As anyone who has spent a lifetime with another person will probably tell you, every day of a relationship isn’t roses and poetry. It isn’t always passion and romance. It isn’t even always seeing each other eye to eye. However, I think the various kinds of love described above lead to the enduring love of pragma.


Like eighty-year-olds who have been through a lot in their relationship and choose each other time and time again, pragma is the love that sustains a relationship for better or worse, in sickness and in health, for richer and poorer, until death do we part. Pragma is the love that faces the absolute worst, the biggest trials and tribulations, and makes the choice to continue loving.

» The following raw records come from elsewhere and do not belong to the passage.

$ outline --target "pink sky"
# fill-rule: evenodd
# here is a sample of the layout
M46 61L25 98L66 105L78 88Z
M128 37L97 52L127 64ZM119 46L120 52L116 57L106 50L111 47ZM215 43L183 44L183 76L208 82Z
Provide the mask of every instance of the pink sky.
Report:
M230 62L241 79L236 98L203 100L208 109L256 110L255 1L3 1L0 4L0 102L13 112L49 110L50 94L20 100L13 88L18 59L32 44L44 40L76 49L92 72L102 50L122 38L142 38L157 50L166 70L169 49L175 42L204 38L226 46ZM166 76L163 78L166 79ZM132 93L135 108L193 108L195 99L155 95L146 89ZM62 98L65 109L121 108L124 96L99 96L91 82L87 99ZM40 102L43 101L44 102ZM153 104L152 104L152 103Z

Barry and Iris have faced their share of troubles. Hell, they couldn’t even get through their own wedding without having to deal with Nazis from another world. And, as the unequivocal heart and soul of the show, there is no doubt that they will continue to face their share of troubles until the series’ end. But there is also no doubt that they will continue to choose each other. As they have time and time again in every world and every time.



Barry and Iris will always choose each other, no matter what. And that, really, is why their relationship is so unique. Beautiful. The kind of love anyone would be lucky to have.

The gold standard.

The Flash airs Tuesdays, at 8/7c on The CW.